When we talk about spatial and geospatial feature engineering, we want to focus on the transformation and enrichment of the data set, based on spatial information. Typically this will be longitude and latitude-based, with the additional information being based on areas and regions such as cities or countries.

What sets these methods apart from some of the other methods we see in this book, is that they almost always require a reference data set to be able to perform the calculations. If you want to find the closest city to an observation, you need a data set of all the cities and their location. For all the methods in this section, the reader is expected to know how to gather this reference material for their problem.

We will split this data up into two types of methods, depending on your spatial information. point based methods and shape based methods.

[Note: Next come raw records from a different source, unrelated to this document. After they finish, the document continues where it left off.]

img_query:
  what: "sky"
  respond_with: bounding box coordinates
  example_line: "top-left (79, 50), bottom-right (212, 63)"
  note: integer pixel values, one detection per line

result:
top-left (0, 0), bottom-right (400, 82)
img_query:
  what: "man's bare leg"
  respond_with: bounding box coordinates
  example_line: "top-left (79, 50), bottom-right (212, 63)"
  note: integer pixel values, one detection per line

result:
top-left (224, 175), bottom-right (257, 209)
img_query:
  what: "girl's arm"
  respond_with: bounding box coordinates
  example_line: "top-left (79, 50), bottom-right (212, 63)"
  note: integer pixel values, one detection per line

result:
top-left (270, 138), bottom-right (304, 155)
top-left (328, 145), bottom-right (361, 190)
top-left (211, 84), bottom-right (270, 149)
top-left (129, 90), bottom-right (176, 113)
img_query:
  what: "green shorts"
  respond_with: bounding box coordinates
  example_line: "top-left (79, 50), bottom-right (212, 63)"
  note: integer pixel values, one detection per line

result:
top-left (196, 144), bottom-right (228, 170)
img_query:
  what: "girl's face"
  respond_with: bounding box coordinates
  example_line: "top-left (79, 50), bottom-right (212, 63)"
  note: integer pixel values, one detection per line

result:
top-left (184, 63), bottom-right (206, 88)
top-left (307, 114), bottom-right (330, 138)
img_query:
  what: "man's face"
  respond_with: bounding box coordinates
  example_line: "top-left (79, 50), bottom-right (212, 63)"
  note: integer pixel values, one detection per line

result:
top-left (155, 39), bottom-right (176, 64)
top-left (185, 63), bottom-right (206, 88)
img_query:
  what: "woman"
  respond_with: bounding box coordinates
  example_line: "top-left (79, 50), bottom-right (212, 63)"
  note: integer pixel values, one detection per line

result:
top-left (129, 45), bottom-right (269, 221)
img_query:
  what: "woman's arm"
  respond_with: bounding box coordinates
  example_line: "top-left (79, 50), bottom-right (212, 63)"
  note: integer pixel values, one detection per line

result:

In point-based methods, you know the location of your observation, and you calculate where it is in relationship to something else. You could look at distances by finding the distance to a fixed point, or multiple points as covered in Chapter 106. You could find the nearest of something as covered in Chapter 107. These two methods are different sides of the same coin. Another thing we could do is count the number of occurrences within a given distance or region. This is covered in Chapter 108. By knowing the location of something we are also able to query certain types of information such as β€œheight from sea”, β€œrainfall in inches in 2000” and so on. We cover these types of methods in Chapter 109. We can also expand some of these concepts and look at spatial embeddings, we will be covered in Chapter 110.

In shape-based methods, you don’t just have the positioning of your observation, but also its shape. This can be any shape; line, polygon, or circle. The methods seen in point-based methods can be applied to shape-based methods, we just need to be a little more careful when performing the calculations. Since we are given the shape of our observation, there are characteristics we can extract from those that might be useful. We look at how we can incorporate that information in Chapter 111.